One key group to tackle is professional drivers. Lorries and buses crash less often than other vehicles, but when they do, the consequences can be catastrophic. Here in Belgium earlier this month, a school-bus driver transporting 49 children was tested and found to be over the limit. He was sacked within days. Zero tolerance in such a case is a good thing, but surely it would be better if drivers who have been drinking were automatically blocked from starting the ignition.
The technology to do that already exists and several European countries have laws that require so-called “alcohol interlocks’ to be installed in specific cases such as school buses, or to prevent convicted drink-drivers from re-offending. Finland was the first to introduce them, back in 2008, and now has a well-established rehabilitation programme. In neighbouring Sweden, it is estimated that there are now close to 100,000 of the devices in use. France requires alcohol interlocks on new school buses, and retrofitting of the rest of the fleet will be completed by next year.

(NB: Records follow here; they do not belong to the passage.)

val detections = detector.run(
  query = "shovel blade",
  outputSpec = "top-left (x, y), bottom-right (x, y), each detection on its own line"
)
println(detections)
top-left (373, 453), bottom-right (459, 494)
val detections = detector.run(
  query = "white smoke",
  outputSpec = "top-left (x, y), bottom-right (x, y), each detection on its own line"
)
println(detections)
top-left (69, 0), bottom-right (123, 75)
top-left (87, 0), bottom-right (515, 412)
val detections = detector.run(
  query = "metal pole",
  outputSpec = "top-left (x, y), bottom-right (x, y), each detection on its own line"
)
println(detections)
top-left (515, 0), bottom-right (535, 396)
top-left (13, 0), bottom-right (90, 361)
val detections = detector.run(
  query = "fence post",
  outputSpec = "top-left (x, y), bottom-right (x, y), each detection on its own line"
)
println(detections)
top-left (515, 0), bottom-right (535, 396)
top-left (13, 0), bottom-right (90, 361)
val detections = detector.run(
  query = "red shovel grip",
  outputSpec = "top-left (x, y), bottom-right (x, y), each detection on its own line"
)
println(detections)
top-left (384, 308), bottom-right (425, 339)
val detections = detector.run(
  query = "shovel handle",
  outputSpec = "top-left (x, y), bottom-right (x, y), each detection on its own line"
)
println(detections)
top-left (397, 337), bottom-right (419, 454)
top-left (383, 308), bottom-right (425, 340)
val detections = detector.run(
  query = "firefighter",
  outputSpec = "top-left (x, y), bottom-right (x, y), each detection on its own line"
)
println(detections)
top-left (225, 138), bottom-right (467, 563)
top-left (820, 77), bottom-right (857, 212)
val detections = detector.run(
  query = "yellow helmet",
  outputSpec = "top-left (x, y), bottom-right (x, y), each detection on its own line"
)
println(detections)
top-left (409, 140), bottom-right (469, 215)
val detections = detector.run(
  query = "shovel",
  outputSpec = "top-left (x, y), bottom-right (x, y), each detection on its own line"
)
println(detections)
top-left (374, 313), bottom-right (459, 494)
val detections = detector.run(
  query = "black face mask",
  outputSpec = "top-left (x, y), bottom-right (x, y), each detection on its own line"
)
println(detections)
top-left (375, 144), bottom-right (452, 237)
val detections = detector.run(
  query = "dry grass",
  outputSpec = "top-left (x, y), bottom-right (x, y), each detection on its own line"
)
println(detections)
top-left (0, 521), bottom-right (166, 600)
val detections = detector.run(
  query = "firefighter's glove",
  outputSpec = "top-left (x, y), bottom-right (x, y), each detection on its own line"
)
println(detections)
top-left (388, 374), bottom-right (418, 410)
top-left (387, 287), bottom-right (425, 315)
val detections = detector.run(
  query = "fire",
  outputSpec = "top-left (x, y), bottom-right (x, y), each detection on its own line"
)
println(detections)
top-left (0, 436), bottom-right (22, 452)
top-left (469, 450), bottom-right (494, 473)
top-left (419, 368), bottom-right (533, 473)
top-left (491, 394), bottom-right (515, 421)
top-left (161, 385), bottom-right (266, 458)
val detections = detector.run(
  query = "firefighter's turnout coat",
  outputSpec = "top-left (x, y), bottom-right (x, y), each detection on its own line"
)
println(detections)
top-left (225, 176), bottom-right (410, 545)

But despite these successes, wider take-up in the EU has been slow.
There is a strong case for EU action to get things moving. But while the European Commission has set a target for halving the number of road deaths in the EU by 2020, it has done little to introduce legislation to tackle drink-driving.
In September 2011, the European Parliament sensibly asked the Commission to deliver three legal measures. The first was a harmonised blood alcohol limit (there are currently six different levels allowed across the EU, ranging from zero in the Czech Republic to 0.8 grams per litre in the UK and Malta). The second was a zero-alcohol rule for professional and novice drivers. And the third was the compulsory installation of alcohol interlocks in all new types of commercial vehicle, as well as in the vehicles of drivers who have more than one drink-driving conviction. All three measures are feasible, and would save lives.
However, the Commission has barely lifted a legislative finger so far. A new study on alcohol interlocks has been delayed and there is no sign of new rules being proposed any time soon. Kamien Pomorski is yet another reminder that failing to deal with the scourge of drink-driving in Europe will only lead to more death, injury and lives ripped apart. The EU’s failure to act cannot be justified.